UK officials 'suggest joining Trans-Pacific Partnership after Brexit'
Government officials have reportedly suggested the UK considers signing up to the Trans-Pacific Partnership trade bloc after Brexit.
The TPP has yet to be negotiated, but its 11 would-be signatories include sizeable economies such as Japan, Mexico, Canada and Australia.
The US had also signalled its intent to sign up under the Obama administration, only for Donald Trump to pull out of the deal just days into his presidency.
Mr Trump repeatedly railed against the deal on the campaign trail, calling it a "disaster" which would destroy American jobs.
But British officials are now scoping out the possibility of joining up, despite the UK being thousands of miles from the Pacific Rim area.

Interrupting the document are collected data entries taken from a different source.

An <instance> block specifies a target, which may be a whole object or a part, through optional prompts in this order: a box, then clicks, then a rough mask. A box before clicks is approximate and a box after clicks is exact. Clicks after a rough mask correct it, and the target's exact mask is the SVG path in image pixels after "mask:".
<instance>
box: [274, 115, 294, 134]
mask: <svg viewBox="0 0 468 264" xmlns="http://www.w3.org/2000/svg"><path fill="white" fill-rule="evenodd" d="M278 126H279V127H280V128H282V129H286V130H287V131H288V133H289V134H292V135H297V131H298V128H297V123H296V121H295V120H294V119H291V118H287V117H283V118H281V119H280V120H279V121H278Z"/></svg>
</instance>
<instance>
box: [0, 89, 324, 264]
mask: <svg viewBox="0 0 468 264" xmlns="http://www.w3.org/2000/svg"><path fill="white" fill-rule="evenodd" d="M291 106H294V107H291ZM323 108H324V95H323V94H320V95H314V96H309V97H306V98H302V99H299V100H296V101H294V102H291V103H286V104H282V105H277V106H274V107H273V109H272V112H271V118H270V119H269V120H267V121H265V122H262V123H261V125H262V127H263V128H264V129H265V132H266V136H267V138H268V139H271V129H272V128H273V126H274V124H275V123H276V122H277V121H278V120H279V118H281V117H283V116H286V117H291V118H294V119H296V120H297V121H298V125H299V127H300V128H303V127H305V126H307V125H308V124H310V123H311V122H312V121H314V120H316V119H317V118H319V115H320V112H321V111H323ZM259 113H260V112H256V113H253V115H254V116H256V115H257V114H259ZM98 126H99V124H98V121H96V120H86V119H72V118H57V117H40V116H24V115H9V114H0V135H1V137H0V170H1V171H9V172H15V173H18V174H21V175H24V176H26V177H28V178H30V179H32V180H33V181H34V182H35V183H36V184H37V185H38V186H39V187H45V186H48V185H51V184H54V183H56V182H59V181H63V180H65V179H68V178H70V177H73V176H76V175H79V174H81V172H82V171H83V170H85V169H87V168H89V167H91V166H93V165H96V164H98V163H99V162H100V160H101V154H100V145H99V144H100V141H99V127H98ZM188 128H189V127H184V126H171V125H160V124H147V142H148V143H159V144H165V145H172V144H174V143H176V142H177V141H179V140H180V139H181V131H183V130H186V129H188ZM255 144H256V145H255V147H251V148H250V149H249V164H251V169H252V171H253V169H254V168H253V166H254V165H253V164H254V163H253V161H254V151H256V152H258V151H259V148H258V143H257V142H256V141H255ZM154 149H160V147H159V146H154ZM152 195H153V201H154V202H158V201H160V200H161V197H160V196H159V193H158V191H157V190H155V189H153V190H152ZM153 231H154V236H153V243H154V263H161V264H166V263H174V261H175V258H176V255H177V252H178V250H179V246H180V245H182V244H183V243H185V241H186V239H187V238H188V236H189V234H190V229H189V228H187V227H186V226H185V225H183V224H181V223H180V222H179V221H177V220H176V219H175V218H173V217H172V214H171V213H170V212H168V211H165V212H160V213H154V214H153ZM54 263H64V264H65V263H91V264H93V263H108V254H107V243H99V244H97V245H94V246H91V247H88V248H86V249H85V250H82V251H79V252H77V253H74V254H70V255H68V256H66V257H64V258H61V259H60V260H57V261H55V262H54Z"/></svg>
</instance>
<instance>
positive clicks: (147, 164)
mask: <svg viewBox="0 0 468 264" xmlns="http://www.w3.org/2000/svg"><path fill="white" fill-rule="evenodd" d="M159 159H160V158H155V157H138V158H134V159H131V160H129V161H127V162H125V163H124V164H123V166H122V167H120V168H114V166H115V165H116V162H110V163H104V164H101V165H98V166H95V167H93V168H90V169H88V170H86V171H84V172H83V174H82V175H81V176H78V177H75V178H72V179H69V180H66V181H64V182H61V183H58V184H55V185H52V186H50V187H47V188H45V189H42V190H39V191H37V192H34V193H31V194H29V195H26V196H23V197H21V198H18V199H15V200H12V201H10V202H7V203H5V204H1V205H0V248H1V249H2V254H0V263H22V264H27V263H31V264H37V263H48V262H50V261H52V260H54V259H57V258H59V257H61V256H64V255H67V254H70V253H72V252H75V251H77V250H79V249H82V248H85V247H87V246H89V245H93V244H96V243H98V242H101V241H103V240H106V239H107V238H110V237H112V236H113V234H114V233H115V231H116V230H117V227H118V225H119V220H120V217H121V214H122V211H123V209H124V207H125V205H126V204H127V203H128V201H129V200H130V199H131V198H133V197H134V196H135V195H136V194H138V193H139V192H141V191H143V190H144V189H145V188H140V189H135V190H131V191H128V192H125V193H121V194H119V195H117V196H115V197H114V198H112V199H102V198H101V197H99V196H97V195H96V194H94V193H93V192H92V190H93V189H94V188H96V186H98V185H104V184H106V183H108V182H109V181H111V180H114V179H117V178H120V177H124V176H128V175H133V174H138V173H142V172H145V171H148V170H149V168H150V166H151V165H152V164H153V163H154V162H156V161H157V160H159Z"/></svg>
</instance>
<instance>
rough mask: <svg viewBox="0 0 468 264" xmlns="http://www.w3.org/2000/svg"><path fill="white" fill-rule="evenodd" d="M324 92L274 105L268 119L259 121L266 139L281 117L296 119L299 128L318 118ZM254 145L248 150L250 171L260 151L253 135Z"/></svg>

Trade minister Greg Hands told the Financial Times that "with these kind of plurilateral relationships, there doesn’t have to be any geographical restriction”.
Elsewhere, International Trade Secretary Liam Fox fired a New Year’s message to pro-European campaigners, telling them to “get beyond the obsession with criticising Brexit”.
In a piece for ConservativeHome, Dr Fox suggested it was “easy to get the impression that these people would rather see Britain fail than see Brexit succeed”.
“One of my most frequent, and frustrating, experiences of 2017 was returning from a positive and optimistic international visit only to encounter a wave of negativism at home,” he wrote.
“The interest being shown in Britain overseas, and an increasing willingness to trade and invest with us, was in stark contrast to the self-defeating pessimism that is too often on show from certain politicians, commentators and media outlets over here.”